風呂敷で日常生活を便利にするテクニック。前回、前々回は買い物バッグなどの"運ぶ"系を中心にお伝えしてきたが、今回はやや視点を変えてみた。シンプルにして万能な布が出張を快適にする!?
お話を伺った方:横山功氏
1979年浅草生まれ。武蔵野美術大学在学時、自分の部屋から出るたくさんのゴミに息が詰まりそうになり、エコロジーの一環として、風呂敷を使い始めたのがきっかけ。ゼミのテーマは「風呂敷の研究」。

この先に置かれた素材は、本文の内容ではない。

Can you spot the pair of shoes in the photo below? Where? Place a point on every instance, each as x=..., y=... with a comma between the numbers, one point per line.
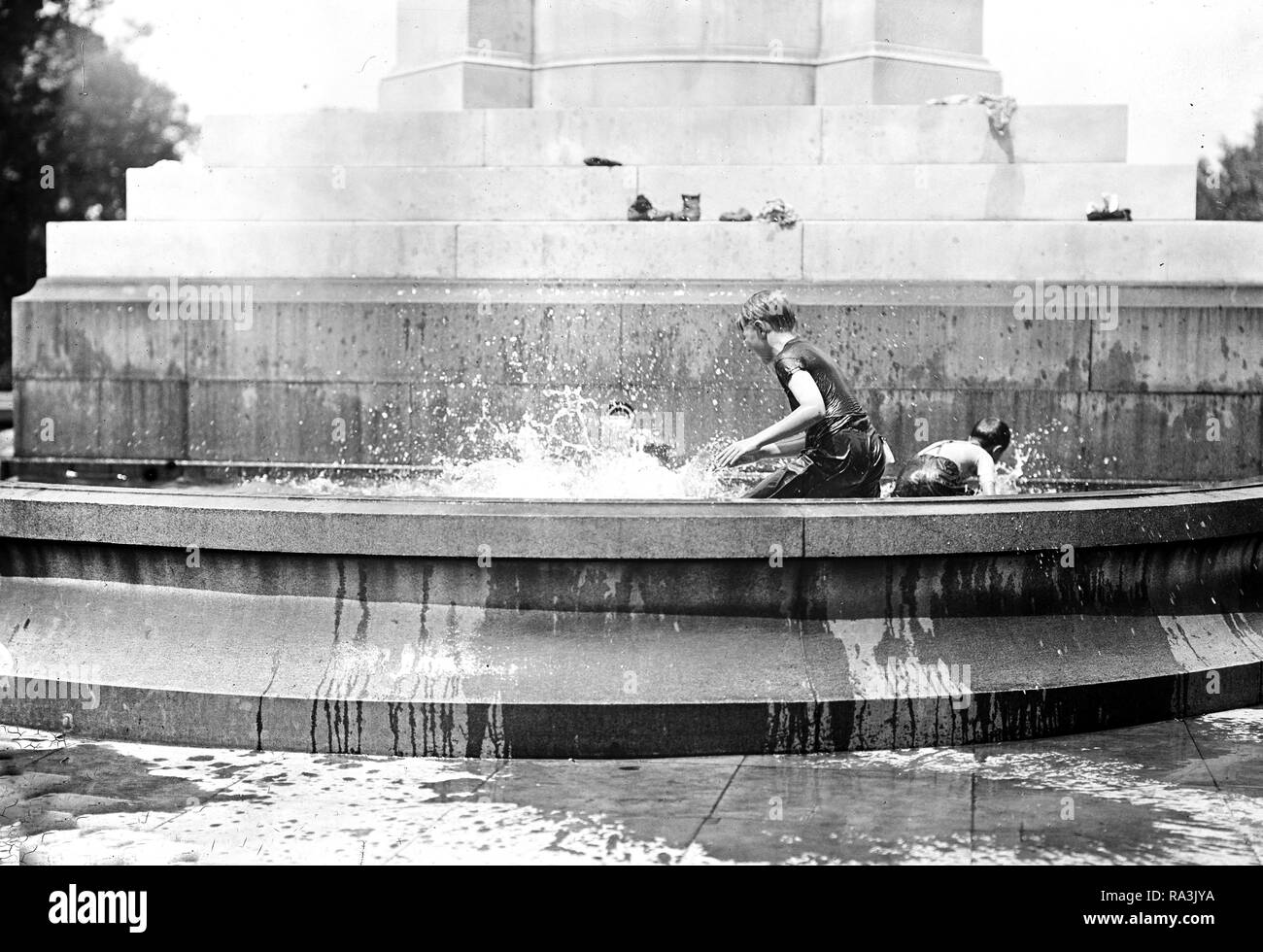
x=642, y=210
x=779, y=214
x=1108, y=210
x=999, y=109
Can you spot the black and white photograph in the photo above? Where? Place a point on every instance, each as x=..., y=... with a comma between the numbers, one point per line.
x=548, y=433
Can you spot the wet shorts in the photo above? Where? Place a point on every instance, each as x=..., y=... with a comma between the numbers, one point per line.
x=930, y=476
x=854, y=475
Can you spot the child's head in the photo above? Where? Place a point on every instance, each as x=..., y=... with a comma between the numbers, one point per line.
x=769, y=307
x=763, y=313
x=993, y=434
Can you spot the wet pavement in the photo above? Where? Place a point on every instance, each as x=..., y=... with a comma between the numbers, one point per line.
x=1178, y=792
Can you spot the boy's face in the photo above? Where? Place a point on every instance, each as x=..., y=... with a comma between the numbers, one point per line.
x=754, y=336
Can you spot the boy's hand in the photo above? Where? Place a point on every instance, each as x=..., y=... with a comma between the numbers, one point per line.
x=743, y=451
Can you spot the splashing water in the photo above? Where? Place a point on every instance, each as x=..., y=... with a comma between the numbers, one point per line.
x=576, y=451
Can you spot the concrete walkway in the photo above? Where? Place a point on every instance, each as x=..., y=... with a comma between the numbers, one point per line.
x=1178, y=792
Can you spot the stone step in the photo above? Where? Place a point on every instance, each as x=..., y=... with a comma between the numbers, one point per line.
x=173, y=192
x=1018, y=252
x=748, y=135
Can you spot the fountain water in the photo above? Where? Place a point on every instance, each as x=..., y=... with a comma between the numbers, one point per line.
x=421, y=278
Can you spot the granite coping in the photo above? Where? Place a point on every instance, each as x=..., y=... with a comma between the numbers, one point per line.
x=600, y=529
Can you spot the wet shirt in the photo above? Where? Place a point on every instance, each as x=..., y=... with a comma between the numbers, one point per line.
x=842, y=412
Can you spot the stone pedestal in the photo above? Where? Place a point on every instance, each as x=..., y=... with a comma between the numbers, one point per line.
x=563, y=53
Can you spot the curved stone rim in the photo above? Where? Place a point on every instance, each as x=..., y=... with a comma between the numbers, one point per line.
x=627, y=529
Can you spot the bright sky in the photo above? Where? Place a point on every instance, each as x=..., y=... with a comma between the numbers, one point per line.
x=1190, y=70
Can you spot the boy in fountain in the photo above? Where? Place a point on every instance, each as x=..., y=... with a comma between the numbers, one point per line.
x=835, y=451
x=942, y=467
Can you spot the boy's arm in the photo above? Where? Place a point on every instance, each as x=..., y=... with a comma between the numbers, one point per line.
x=811, y=408
x=985, y=472
x=786, y=447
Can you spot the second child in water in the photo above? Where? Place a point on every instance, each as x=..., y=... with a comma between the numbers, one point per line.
x=834, y=451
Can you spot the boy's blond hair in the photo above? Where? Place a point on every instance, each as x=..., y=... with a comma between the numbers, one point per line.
x=770, y=307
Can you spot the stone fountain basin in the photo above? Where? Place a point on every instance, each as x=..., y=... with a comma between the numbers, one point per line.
x=500, y=628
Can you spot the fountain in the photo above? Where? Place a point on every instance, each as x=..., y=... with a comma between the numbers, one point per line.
x=358, y=295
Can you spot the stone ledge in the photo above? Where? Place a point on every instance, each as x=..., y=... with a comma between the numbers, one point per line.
x=628, y=530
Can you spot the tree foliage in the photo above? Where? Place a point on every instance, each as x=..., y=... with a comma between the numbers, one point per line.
x=1233, y=189
x=74, y=117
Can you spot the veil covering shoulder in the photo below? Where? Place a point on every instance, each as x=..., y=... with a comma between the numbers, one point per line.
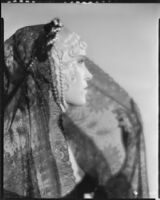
x=105, y=135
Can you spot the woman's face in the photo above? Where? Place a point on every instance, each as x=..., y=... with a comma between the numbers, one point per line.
x=76, y=85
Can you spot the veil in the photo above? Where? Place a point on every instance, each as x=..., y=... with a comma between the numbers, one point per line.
x=105, y=135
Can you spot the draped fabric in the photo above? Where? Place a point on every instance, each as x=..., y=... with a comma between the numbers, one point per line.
x=105, y=135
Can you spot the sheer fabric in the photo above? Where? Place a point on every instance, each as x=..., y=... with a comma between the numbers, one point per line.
x=106, y=134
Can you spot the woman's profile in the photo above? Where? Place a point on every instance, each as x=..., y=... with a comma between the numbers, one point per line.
x=63, y=112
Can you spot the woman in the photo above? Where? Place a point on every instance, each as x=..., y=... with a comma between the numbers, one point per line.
x=45, y=88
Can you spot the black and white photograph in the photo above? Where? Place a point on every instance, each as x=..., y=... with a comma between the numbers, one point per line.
x=80, y=100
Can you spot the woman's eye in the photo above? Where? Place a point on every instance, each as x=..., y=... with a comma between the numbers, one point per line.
x=81, y=61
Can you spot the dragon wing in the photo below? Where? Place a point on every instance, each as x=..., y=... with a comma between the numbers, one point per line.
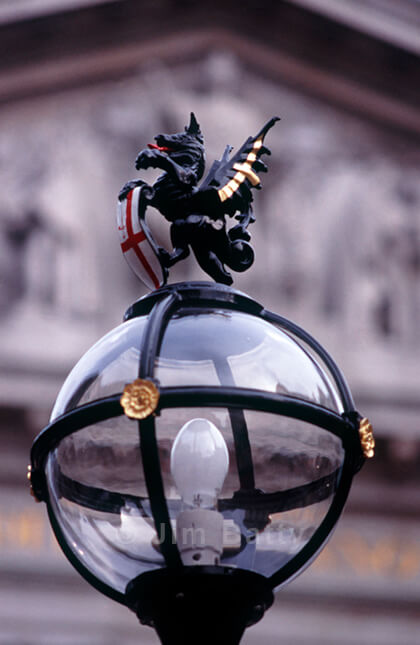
x=235, y=177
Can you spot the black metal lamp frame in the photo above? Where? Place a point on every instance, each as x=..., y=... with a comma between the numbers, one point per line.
x=193, y=594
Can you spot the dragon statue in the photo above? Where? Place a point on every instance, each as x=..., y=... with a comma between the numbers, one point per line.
x=196, y=211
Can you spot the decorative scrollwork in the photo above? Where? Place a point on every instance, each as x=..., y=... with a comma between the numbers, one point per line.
x=140, y=399
x=367, y=440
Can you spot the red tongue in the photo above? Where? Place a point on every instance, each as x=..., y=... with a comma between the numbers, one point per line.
x=154, y=146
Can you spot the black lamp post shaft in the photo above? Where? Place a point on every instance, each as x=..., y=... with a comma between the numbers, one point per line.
x=200, y=605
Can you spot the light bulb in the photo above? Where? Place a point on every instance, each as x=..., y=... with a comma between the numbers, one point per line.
x=199, y=463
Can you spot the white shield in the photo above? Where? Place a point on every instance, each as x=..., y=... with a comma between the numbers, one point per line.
x=135, y=243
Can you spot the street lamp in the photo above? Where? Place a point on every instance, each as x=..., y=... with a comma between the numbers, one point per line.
x=198, y=457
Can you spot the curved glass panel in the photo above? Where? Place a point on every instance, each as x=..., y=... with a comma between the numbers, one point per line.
x=105, y=368
x=201, y=347
x=98, y=493
x=235, y=348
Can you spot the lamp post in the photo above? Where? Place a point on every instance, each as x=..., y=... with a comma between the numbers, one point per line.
x=198, y=457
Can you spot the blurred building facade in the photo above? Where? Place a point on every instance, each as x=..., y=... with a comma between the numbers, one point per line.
x=83, y=87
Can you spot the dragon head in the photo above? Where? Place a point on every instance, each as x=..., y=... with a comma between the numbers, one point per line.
x=185, y=148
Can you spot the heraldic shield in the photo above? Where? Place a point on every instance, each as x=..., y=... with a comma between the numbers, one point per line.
x=137, y=244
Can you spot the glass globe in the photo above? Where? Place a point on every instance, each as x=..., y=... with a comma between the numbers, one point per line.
x=252, y=391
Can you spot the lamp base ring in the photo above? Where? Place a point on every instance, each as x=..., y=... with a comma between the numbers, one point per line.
x=199, y=604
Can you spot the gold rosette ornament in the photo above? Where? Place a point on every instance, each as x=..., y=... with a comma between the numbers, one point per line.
x=367, y=440
x=140, y=399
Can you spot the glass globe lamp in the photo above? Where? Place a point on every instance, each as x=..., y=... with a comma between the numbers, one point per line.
x=198, y=458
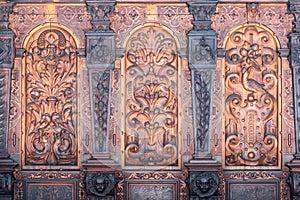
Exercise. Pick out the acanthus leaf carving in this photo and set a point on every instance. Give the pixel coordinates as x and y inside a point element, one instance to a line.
<point>51,73</point>
<point>251,98</point>
<point>151,119</point>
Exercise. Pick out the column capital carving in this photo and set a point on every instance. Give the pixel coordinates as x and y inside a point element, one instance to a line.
<point>202,12</point>
<point>100,12</point>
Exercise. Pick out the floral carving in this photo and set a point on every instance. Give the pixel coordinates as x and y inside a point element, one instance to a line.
<point>251,98</point>
<point>124,18</point>
<point>151,104</point>
<point>5,51</point>
<point>51,73</point>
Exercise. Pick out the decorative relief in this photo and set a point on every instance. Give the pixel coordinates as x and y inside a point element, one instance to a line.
<point>202,88</point>
<point>101,89</point>
<point>5,51</point>
<point>100,14</point>
<point>152,178</point>
<point>100,184</point>
<point>50,190</point>
<point>74,17</point>
<point>204,184</point>
<point>25,18</point>
<point>227,17</point>
<point>6,183</point>
<point>151,137</point>
<point>274,17</point>
<point>124,18</point>
<point>251,87</point>
<point>4,80</point>
<point>177,17</point>
<point>51,73</point>
<point>5,10</point>
<point>100,51</point>
<point>278,20</point>
<point>202,14</point>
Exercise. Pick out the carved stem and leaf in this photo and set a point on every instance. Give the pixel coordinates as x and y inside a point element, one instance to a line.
<point>251,88</point>
<point>51,73</point>
<point>151,104</point>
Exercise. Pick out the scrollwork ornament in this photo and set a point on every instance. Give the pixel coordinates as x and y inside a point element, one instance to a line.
<point>100,184</point>
<point>251,104</point>
<point>205,184</point>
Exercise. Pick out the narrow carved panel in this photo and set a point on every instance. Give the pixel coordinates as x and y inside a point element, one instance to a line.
<point>3,110</point>
<point>251,87</point>
<point>51,72</point>
<point>101,83</point>
<point>151,99</point>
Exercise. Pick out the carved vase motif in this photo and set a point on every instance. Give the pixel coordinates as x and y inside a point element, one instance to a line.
<point>50,73</point>
<point>251,86</point>
<point>151,90</point>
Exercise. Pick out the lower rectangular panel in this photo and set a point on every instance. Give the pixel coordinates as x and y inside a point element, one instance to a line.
<point>260,189</point>
<point>51,190</point>
<point>144,190</point>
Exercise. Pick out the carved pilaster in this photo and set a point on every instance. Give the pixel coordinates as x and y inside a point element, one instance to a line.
<point>202,59</point>
<point>100,58</point>
<point>6,64</point>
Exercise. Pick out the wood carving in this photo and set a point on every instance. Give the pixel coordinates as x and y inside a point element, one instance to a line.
<point>151,100</point>
<point>51,72</point>
<point>251,131</point>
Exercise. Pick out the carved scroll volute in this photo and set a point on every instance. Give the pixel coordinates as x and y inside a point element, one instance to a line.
<point>251,86</point>
<point>50,99</point>
<point>151,138</point>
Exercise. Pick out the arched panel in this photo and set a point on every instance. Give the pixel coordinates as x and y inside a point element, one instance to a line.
<point>50,99</point>
<point>252,125</point>
<point>151,100</point>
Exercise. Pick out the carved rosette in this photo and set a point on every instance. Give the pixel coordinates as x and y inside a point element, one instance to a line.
<point>51,73</point>
<point>25,18</point>
<point>204,184</point>
<point>151,137</point>
<point>275,17</point>
<point>100,184</point>
<point>251,88</point>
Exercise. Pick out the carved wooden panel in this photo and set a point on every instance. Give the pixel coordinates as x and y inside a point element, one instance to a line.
<point>251,88</point>
<point>50,85</point>
<point>151,137</point>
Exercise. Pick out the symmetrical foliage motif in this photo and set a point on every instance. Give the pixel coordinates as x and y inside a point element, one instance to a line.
<point>251,87</point>
<point>51,70</point>
<point>100,81</point>
<point>151,99</point>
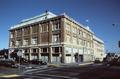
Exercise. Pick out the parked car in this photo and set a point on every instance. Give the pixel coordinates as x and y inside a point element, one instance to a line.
<point>8,63</point>
<point>37,61</point>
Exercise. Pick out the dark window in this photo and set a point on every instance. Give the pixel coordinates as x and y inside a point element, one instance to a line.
<point>56,49</point>
<point>45,50</point>
<point>34,51</point>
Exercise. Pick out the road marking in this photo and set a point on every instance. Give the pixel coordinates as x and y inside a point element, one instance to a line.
<point>48,76</point>
<point>9,76</point>
<point>31,71</point>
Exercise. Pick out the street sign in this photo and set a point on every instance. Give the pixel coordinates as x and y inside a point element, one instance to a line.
<point>19,53</point>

国内・海外旅行も風呂敷を結んだバッグ一つで出かけ、日常生活においても、より便利で新しい風呂敷の技を次々と編み出していく。数年後に風呂敷ブームが訪れるが、ただの流行で終わってしまわないよう、実践的な練習を主とした風呂敷ワークショップを各地で開催し、"便利と安心"を備えた和の心を伝え続けている。
Tシャツやタオルが枕に変身
Tシャツやタオルを風呂敷で包んで枕にする。なんともシンプルなアイデアだ。"ふろしき王子"こと横山功氏によれば、「長時間座りっぱなしになる高速バスや新幹線での移動中、首や腰に当てると体がとてもラク」とのこと。首にはめるタイプのネックピローなどを見かけるが、もともと荷物に入っている風呂敷やタオルを使えば、荷物が増えることがないのもうれしいところだ。また、中に入れるTシャツやタオルの量、折り方を工夫することで、高さや形を自分の体に合わせて調節できる。
包んだまま飲めるペットボトルカバー
コンビニなどで冷たいペットボトル入り飲料を買うと、すぐに結露し水滴がついてくる。この水滴でカバンやデスク周りの書類を湿らせてしまうのを防ぐのが、このペットボトルカバーだ。手ぬぐいペットボトルホルダーと同じように、こちらも飲み口を出した状態で包めるので、飲みたい時にいちいち風呂敷を開く必要がない。また、これからの季節、ホットドリンクの保温にも活躍しそう。「タオルでひと巻きしてから風呂敷で包んで結べば、風呂敷1枚よりもさらに保温効果が高まる」(横山氏)とのことだ。
贈り物を包んでかわいくリボン風に
最後のテクニックでは、風呂敷が"捨てない包装紙"に変身する。「クリスマスプレゼントなどをさりげなく風呂敷で包んで贈り、大切な人に風呂敷の使い方を教えてあげると、贈られたほうは二度うれしいのでは」と横山氏。シンプルに包んで結んだら、最後のひと手間を加えよう。端を折って結び目にはさみこみ、リボンのようにするだけで、布のふくらみが意外なほど華やいだ雰囲気をつくりだしてくれる。